Note that this function does not perform error checking when the file is opened, or try to find out if the read succeeded.

What I find weird is that there is no read function for std::byte, which is conceptually wrong because std::byte would be exactly the right type here. Instead, you need to use reinterpret_cast. Of course, it's all bits anyway, but I would like them to be the most obvious and correct bits.

You could specify the size of the vector when you initialize it, but you need to be careful: if you use the uniform initialization syntax of Modern C++ (curly brackets around the value), like std::vector<std::byte> buffer{length};, you will end up creating a one-element vector with the current value of length as the sole element. Instead, you will want to use parentheses, like std::vector<std::byte> buffer(length);. Another day, another C++ footgun.
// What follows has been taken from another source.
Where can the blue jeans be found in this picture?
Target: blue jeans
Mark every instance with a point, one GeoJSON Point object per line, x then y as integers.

The type of value returned by the tellg method of std::ifstream is a std::fpos, while the size of the vector is a size_type, which is usually a typedef for std::size_t, which is... oh, never mind. We seem to have descended into another pit of madness in the C++ type system. Somehow it all seems to work, where the definition of "work" is "compiles with clang++ and runs on macOS 12".
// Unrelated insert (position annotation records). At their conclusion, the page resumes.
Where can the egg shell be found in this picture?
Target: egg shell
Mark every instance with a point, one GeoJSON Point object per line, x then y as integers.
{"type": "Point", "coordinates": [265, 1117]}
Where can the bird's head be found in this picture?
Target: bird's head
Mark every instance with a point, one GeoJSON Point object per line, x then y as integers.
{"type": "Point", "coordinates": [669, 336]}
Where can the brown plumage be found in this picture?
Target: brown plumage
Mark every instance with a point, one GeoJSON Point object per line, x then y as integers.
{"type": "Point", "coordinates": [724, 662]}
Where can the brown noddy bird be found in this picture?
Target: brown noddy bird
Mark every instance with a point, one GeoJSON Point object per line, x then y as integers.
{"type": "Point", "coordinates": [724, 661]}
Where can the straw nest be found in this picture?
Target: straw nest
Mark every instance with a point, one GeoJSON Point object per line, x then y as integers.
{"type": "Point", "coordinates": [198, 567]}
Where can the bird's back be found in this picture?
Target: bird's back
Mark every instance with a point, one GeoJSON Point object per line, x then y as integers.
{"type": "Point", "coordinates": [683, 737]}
Truth be told, the biggest differences in C++ were the need to find out the size of the file, and to make a buffer to hold that exact number of bytes. You can write a helper function to paper over these differences, but shouldn't that be a standard library function?

So there you have it: reading a binary file in Modern C++. It's not exactly the kind of straightforward solution to what must be a common task, so if I'm missing something obvious, then please let me know!